参考:Cluster Software Installation
https://access.redhat.com/documentation/en-us/red_hat_enterprise_linux/7/html/high_availability_add-on_administration/ch-startup-HAAA#s1-clusterinstall-HAAA
# yum install pcs pacemaker fence-agents-all
实际多安装了corosync
[root@server2 ~]# yum install -y fence-agents-all corosync pacemaker pcs
安装后检查
[root@server3 ~]# rpm -q pacemaker
pacemaker-1.1.20-5.el7_7.1.x86_64
[root@server3 ~]# grep hacluster /etc/passwd
hacluster:x:189:189:cluster user:/home/hacluster:/sbin/nologin
配置主机名
[root@server2 ~]# hostnamectl set-hostname server4.example.com
vi /etc/hosts
192.168.122.143 server3.example.com s3
192.168.122.58 server4.example.com s4
[root@server3 ~]# ssh-keygen 默认回车
[root@server3 ~]# ssh-copy-id s4 拷贝公钥到对端
[root@server3 ~]# ssh s4 验证无密码登录到对端
2台服务器启动pcsd
systemctl start pcsd
systemctl enable pcsd
[root@server3 ~]# pcs cluster auth server3.example.com server4.example.com
Username: root
Password:
Error: s3: Username and/or password is incorrect
Error: Unable to communicate with s4
[root@server3 ~]#
[root@server3 ~]# pcs cluster auth server3.example.com server4.example.com
Username: hacluster
Password:
Error: Unable to communicate with server4.example.com
server3.example.com: Authorized
[root@server3 ~]#
不能使用root用户无法
参考官网增加防火墙配置
[root@server3 .ssh]# firewall-cmd --permanent --add-service=high-availability
[root@server3 .ssh]# firewall-cmd --add-service=high-availability
另外重启了pcsd服务
需要修改hacluster密码,2台机器都需要修改
[root@server4 ~]# pcs cluster auth server3.example.com server4.example.com
Username: hacluster
Password:
server4.example.com: Authorized
server3.example.com: Authorized
添加成功后,根据官网,由于之前手工增加了hacluster用户的登录权限,手工删除
# usermod -s /sbin/nologin hacluster
在其中一台执行
pcs cluster setup --start --name mytest_cluster server3.example.com server4.example.com
在2台机器可以看到同样的输出内容
[root@server3 ~]# pcs cluster status
Cluster Status:
Stack: corosync
Current DC: server3.example.com (version 1.1.20-5.el7_7.1-3c4c782f70) - partition with quorum
Last updated: Wed Sep 25 23:30:26 2019
Last change: Wed Sep 25 23:28:19 2019 by hacluster via crmd on server3.example.com
2 nodes configured
0 resources configured
PCSD Status:
server3.example.com: Online
server4.example.com: Online
[root@server3 ~]#
关机休息。
重启时pcs cluster status显示未启动,在任意一台机器都增加自动启动
[root@server4 ~]# pcs cluster enable --all
server3.example.com: Cluster Enabled
server4.example.com: Cluster Enabled
还需要手工启动双机[root@server4 ~]# pcs cluster start
如果只在4机启动,可以看到2台都是online的。

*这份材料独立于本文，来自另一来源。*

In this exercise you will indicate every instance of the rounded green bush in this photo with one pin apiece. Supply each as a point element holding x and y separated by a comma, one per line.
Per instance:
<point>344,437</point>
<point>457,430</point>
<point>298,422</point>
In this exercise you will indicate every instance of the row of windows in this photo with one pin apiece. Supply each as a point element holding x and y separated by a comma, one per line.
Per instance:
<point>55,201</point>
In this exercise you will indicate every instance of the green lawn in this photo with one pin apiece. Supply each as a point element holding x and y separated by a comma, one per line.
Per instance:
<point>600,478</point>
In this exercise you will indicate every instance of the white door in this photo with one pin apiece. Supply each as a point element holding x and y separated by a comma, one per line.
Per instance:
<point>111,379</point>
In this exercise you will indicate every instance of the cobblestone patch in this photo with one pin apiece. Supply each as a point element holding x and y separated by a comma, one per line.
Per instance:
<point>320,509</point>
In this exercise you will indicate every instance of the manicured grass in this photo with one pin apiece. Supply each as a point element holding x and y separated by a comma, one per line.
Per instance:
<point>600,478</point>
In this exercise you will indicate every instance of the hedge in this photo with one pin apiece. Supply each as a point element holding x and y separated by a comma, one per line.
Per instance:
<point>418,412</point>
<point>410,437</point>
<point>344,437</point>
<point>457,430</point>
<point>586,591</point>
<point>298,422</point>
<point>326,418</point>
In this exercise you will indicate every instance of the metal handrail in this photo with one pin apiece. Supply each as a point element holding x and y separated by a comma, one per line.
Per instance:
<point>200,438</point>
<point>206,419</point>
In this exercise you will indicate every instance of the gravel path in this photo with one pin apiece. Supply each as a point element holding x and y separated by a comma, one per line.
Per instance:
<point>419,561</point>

但在3机执行 pcs cluster status 时显示未启动。
reboot重启server3后显示pcs状态正常
PCSD Status:
server4.example.com: Online
server3.example.com: Online
跳过了fencing配置,参考
Chapter 5. Fencing: Configuring STONITH
https://access.redhat.com/documentation/en-us/red_hat_enterprise_linux/7/html/high_availability_add-on_reference/ch-fencing-haar#s1-stonithlist-HAAR
[root@server3 ~]# pcs stonith list|grep -i virt
fence_virt - Fence agent for virtual machines
fence_xvm - Fence agent for virtual machines
参考下面资料,创建一个主备用的web服务
Chapter 2. An active/passive Apache HTTP Server in a Red Hat High Availability Cluster
准备资源:浮动IP地址一个,共享硬盘一个
在virt-manager的server3上点灯泡,Disk2的路径为/var/lib/libvirt/images/hd4ks-clone.raw,在server4上添加同一个文件。
[root@server4 ~]# fdisk -l
Disk /dev/vdb: 209 MB, 209715200 bytes, 409600 sectors
可以直接使用了。
在任意节点执行
实际测试server3执行fdisk -l看不到vdb盘,所以在4上执行,删除原有的ext分区。

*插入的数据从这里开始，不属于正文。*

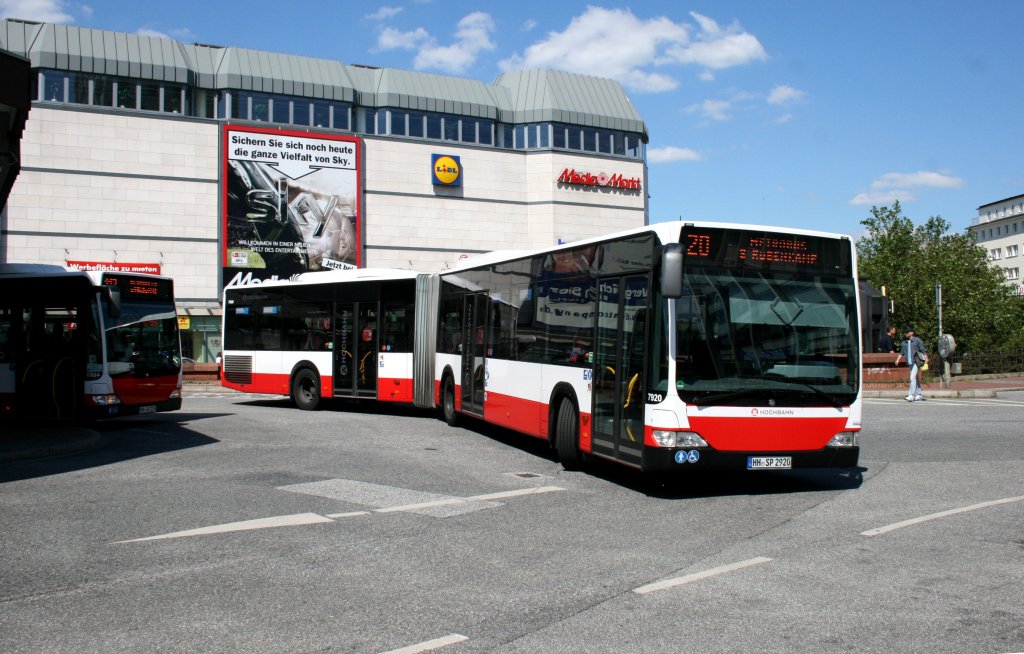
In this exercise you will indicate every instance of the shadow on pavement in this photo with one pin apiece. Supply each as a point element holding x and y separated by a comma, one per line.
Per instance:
<point>119,440</point>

[root@server4 ~]# pvcreate /dev/vdb
WARNING: ext3 signature detected on /dev/vdb at offset 1080. Wipe it? [y/n]: y
Wiping ext3 signature on /dev/vdb.
Physical volume "/dev/vdb" successfully created.
[root@server4 ~]#
重启s3还是看不到vdb,把2台机器的shareable勾选上,都关机后再重启。
[root@server3 ~]# vgcreate my_vg /dev/vdb
Volume group "my_vg" successfully created
[root@server3 ~]# lvcreate -L 200 my_vg -n my_lv
Volume group "my_vg" has insufficient free space (49 extents): 50 required.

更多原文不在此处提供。